Harmonica ace Stu Braun reunites with The B-3s for a Shadow Lounge show  | Music | Pittsburgh | Pittsburgh City Paper

Harmonica ace Stu Braun reunites with The B-3s for a Shadow Lounge show 

When your main instrument is harmonica, you might not have so many folks to swap war stories with. But the upside, especially if you live in Pittsburgh, is that you're always in demand. That's how Stu Braun has ended up in so many different acts, here and elsewhere. 

"I've been in a lot of bands, yeah," Braun admits with a characteristically sheepish shrug. "The B-3s, The New Alcindors, The Johnsons Big Band, Local Honey ... Currently, I'm in Daryl Fleming & the Public Domain, The Turpentiners and Man in the Street."

While music is the overarching theme in Braun's life, there's more to him than mean blues harp player: Schoolteacher at Propel East by day, in his spare time, he also supplements his income with winnings from online poker tournaments, of all things. ("It's a way to help pay the bills, and I find it relaxing," he says, then adds: "If you only have so much room, don't worry about this, write about my music.")

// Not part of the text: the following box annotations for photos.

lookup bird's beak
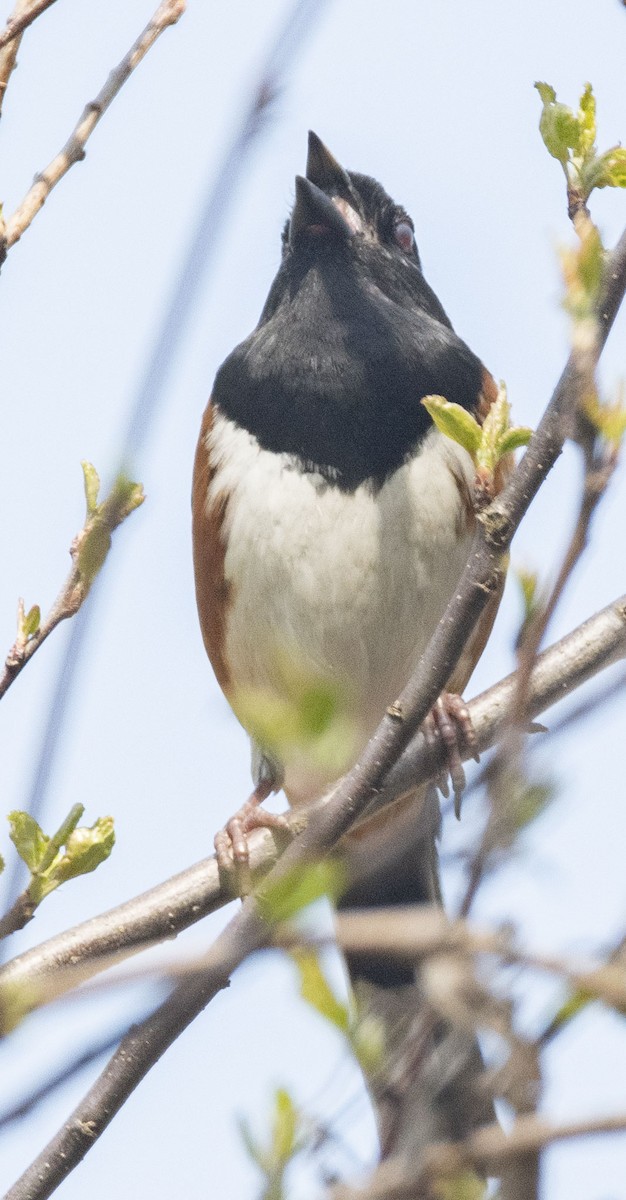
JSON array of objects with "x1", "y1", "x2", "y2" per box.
[
  {"x1": 289, "y1": 175, "x2": 356, "y2": 246},
  {"x1": 306, "y1": 130, "x2": 354, "y2": 204}
]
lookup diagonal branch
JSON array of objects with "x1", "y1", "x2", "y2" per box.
[
  {"x1": 0, "y1": 0, "x2": 54, "y2": 50},
  {"x1": 5, "y1": 226, "x2": 626, "y2": 1200},
  {"x1": 332, "y1": 1112, "x2": 626, "y2": 1200},
  {"x1": 0, "y1": 0, "x2": 185, "y2": 250},
  {"x1": 0, "y1": 595, "x2": 626, "y2": 996}
]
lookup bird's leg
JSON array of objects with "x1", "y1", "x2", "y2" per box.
[
  {"x1": 213, "y1": 776, "x2": 289, "y2": 890},
  {"x1": 422, "y1": 691, "x2": 478, "y2": 817}
]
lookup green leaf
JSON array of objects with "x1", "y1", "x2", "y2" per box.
[
  {"x1": 591, "y1": 146, "x2": 626, "y2": 187},
  {"x1": 19, "y1": 604, "x2": 41, "y2": 641},
  {"x1": 578, "y1": 83, "x2": 596, "y2": 156},
  {"x1": 80, "y1": 460, "x2": 100, "y2": 517},
  {"x1": 549, "y1": 988, "x2": 590, "y2": 1033},
  {"x1": 293, "y1": 950, "x2": 350, "y2": 1034},
  {"x1": 476, "y1": 384, "x2": 511, "y2": 476},
  {"x1": 237, "y1": 1117, "x2": 272, "y2": 1175},
  {"x1": 499, "y1": 425, "x2": 532, "y2": 458},
  {"x1": 584, "y1": 391, "x2": 626, "y2": 450},
  {"x1": 8, "y1": 811, "x2": 49, "y2": 871},
  {"x1": 258, "y1": 859, "x2": 345, "y2": 924},
  {"x1": 349, "y1": 1012, "x2": 386, "y2": 1078},
  {"x1": 77, "y1": 523, "x2": 110, "y2": 588},
  {"x1": 272, "y1": 1087, "x2": 299, "y2": 1164},
  {"x1": 422, "y1": 396, "x2": 481, "y2": 457},
  {"x1": 514, "y1": 782, "x2": 555, "y2": 830},
  {"x1": 513, "y1": 566, "x2": 537, "y2": 620},
  {"x1": 535, "y1": 83, "x2": 580, "y2": 166},
  {"x1": 239, "y1": 1087, "x2": 306, "y2": 1200},
  {"x1": 54, "y1": 817, "x2": 115, "y2": 887},
  {"x1": 76, "y1": 462, "x2": 145, "y2": 589},
  {"x1": 230, "y1": 646, "x2": 355, "y2": 775},
  {"x1": 432, "y1": 1170, "x2": 487, "y2": 1200},
  {"x1": 100, "y1": 473, "x2": 145, "y2": 529},
  {"x1": 37, "y1": 804, "x2": 85, "y2": 875}
]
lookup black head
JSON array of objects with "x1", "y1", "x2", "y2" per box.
[{"x1": 213, "y1": 133, "x2": 482, "y2": 488}]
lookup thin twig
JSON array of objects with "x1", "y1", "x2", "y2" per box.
[
  {"x1": 0, "y1": 595, "x2": 626, "y2": 995},
  {"x1": 0, "y1": 0, "x2": 54, "y2": 121},
  {"x1": 6, "y1": 0, "x2": 185, "y2": 250},
  {"x1": 8, "y1": 0, "x2": 329, "y2": 896},
  {"x1": 332, "y1": 1112, "x2": 626, "y2": 1200},
  {"x1": 0, "y1": 464, "x2": 143, "y2": 700},
  {"x1": 0, "y1": 1024, "x2": 137, "y2": 1133},
  {"x1": 0, "y1": 0, "x2": 54, "y2": 54}
]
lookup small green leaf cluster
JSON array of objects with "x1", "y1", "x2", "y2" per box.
[
  {"x1": 560, "y1": 221, "x2": 604, "y2": 324},
  {"x1": 231, "y1": 647, "x2": 354, "y2": 775},
  {"x1": 422, "y1": 383, "x2": 532, "y2": 494},
  {"x1": 513, "y1": 566, "x2": 546, "y2": 650},
  {"x1": 17, "y1": 600, "x2": 41, "y2": 646},
  {"x1": 293, "y1": 949, "x2": 385, "y2": 1076},
  {"x1": 257, "y1": 859, "x2": 345, "y2": 925},
  {"x1": 584, "y1": 389, "x2": 626, "y2": 452},
  {"x1": 73, "y1": 462, "x2": 145, "y2": 590},
  {"x1": 239, "y1": 1087, "x2": 305, "y2": 1200},
  {"x1": 8, "y1": 804, "x2": 115, "y2": 908},
  {"x1": 535, "y1": 83, "x2": 626, "y2": 203}
]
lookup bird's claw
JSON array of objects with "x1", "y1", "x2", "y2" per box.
[
  {"x1": 213, "y1": 780, "x2": 289, "y2": 895},
  {"x1": 422, "y1": 691, "x2": 478, "y2": 818}
]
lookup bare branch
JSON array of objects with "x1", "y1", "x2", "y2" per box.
[
  {"x1": 332, "y1": 1114, "x2": 626, "y2": 1200},
  {"x1": 6, "y1": 220, "x2": 626, "y2": 1200},
  {"x1": 0, "y1": 595, "x2": 626, "y2": 995},
  {"x1": 6, "y1": 0, "x2": 185, "y2": 250},
  {"x1": 0, "y1": 0, "x2": 54, "y2": 54},
  {"x1": 0, "y1": 463, "x2": 144, "y2": 700},
  {"x1": 0, "y1": 0, "x2": 54, "y2": 120}
]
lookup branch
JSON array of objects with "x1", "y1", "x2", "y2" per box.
[
  {"x1": 333, "y1": 905, "x2": 626, "y2": 1012},
  {"x1": 332, "y1": 1114, "x2": 626, "y2": 1200},
  {"x1": 278, "y1": 220, "x2": 626, "y2": 869},
  {"x1": 0, "y1": 0, "x2": 185, "y2": 250},
  {"x1": 0, "y1": 595, "x2": 626, "y2": 992},
  {"x1": 5, "y1": 223, "x2": 626, "y2": 1200},
  {"x1": 0, "y1": 0, "x2": 54, "y2": 121},
  {"x1": 0, "y1": 0, "x2": 54, "y2": 52},
  {"x1": 0, "y1": 463, "x2": 144, "y2": 700}
]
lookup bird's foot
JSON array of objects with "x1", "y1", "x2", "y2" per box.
[
  {"x1": 213, "y1": 779, "x2": 289, "y2": 894},
  {"x1": 422, "y1": 691, "x2": 478, "y2": 818}
]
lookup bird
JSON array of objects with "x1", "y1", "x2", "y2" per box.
[{"x1": 192, "y1": 132, "x2": 501, "y2": 1156}]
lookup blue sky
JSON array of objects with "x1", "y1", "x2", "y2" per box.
[{"x1": 0, "y1": 0, "x2": 626, "y2": 1200}]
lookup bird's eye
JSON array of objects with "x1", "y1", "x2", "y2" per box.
[{"x1": 393, "y1": 221, "x2": 415, "y2": 254}]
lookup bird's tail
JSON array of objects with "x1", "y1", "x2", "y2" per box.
[{"x1": 339, "y1": 787, "x2": 494, "y2": 1164}]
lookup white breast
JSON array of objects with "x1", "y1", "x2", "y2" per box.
[{"x1": 207, "y1": 415, "x2": 474, "y2": 802}]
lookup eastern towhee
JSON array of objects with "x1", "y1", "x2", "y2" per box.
[{"x1": 193, "y1": 133, "x2": 499, "y2": 902}]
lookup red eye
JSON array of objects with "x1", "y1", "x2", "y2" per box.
[{"x1": 393, "y1": 221, "x2": 415, "y2": 254}]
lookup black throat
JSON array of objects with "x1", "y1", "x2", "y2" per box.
[{"x1": 213, "y1": 235, "x2": 482, "y2": 490}]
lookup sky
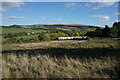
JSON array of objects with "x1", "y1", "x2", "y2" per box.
[{"x1": 0, "y1": 2, "x2": 120, "y2": 27}]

A Squirrel Hill native, Braun went to college in St. Louis and, having brought a harmonica to school because his piano was too big to carry, fell in with roots musicians like Chris Peterson, a fiddler who took Braun on tour with him to Europe (where he proceeded to stay for several years in the mid-'90s). Stints in NYC as a subway musician and touring Southern juke joints with guys like James "Super Chikan" Johnson took up some years of Braun's life. Returning to Pittsburgh, in addition to spending time as a cab driver, he laid down roots in the local rock scene. 

Party-blues-ska outfit The B-3s are one of the better-known bands he's played with, and this weekend Stu Braun is getting the band back together: "I wanted to have a B-3s reunion around my 40th birthday -- that's the impetus," he says. "I think everyone -- whether they admit it or not -- wanted to play the songs again." 

Besides the songs, perhaps it's the shenanigans that Braun wants to bring back. The quiet harmonica player recalls with relish a weekend trip to Boston that the band took during its prime: "Everyone who came into contact that weekend with The B-3s was either bleeding, laughing or crying soon after. That's how we like it."

The B-3s reunion takes place at 9 p.m. Sat., Aug. 7, at Shadow Lounge; The Human Brains and Raw Blow open.